When asked to describe his business model, the manager of a large private bank in Guangzhou replied last week: “Opportunistic”.
And that’s the problem. Originally, China’s private banks filled the shortfall left by state banks, lending to the country’s dynamic, but cash-hungry SMEs. Operating more like an investment club, they lent locally and understood their risks.
But what started out as a good idea has since been warped by China’s long standing problem of excess liquidity. The private banks are now contributing to a bubble that is starting to look like that in the West during the past decade.
In China, there’s no substitute for field research given the opacity of data, and over the past two months I’ve met with a range of private banks that most often masquerade as officially approved credit guarantee companies.
It is clear why the private banks have succeeded. They can make a decision on your loan in 1-2 days, and their administrative costs are estimated at just one-fifth those of the state banks, mainly because they lend locally. Speed is especially important for an SME that runs up against working capital problems.
However, the PBOC’s relentless (and commendable) tightening of monetary policy has contributed to soaring grey money market rates. Monthly interest rates can range between 3 per cent and 6 per cent, and often higher.
It’s difficult to imagine any SME borrowing at these rates in order to invest in new machinery.

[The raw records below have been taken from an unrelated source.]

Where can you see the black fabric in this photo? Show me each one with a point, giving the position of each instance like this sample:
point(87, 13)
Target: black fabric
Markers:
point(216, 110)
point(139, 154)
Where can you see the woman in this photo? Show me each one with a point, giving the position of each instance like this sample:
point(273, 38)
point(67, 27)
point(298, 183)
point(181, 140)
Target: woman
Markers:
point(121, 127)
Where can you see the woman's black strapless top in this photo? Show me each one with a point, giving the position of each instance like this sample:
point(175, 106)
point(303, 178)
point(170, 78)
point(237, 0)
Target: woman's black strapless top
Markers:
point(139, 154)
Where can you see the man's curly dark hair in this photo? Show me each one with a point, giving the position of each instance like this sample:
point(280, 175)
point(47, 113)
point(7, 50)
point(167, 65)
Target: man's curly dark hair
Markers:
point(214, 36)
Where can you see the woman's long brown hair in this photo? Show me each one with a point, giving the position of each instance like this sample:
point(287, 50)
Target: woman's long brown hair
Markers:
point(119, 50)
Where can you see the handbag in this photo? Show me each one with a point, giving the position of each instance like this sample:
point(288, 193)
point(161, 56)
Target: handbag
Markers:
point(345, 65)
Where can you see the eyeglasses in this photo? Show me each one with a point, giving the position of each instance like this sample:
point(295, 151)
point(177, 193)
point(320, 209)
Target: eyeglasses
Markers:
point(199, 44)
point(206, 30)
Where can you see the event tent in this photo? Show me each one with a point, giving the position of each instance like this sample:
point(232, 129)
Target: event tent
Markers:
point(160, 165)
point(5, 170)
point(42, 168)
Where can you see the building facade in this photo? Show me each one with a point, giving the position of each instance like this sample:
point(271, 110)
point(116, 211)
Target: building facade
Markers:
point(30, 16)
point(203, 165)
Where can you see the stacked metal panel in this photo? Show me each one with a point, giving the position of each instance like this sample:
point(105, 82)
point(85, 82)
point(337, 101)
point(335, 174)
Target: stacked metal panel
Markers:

And most often they don’t. Instead, the private banks are increasingly lending for speculative purchases where the yields are naturally higher. Commercial property is one. But I’ve equally heard of jade stones and other precious goods.
In the city of Longyan, in southern Fujian province, there is even evidence of state bank employees taking out loans for personal use, as they are entitled to, only to deposit the proceeds in a private bank and earn the arbitrage.
The lesson is that even the PBOC, masters at administrative tightening, are struggling to prevent the country’s excess liquidity from being put to speculative use, even as sources of credit for the real economy dry up.
(The fact that medium- to long-term loans as a share of lending by the state banks has soared 8 percentage points since the crisis is another indication that even when the state banks do make loans, it’s primarily to other state agencies).
Opportunistic describes many Chinese; The largest opportunity often comes from policy changes. Strictly speaking loan guarantee firms are not even banks, they are not authorized to lend money except for providing guarantees of the borrowers but they switched to a lending position themselves.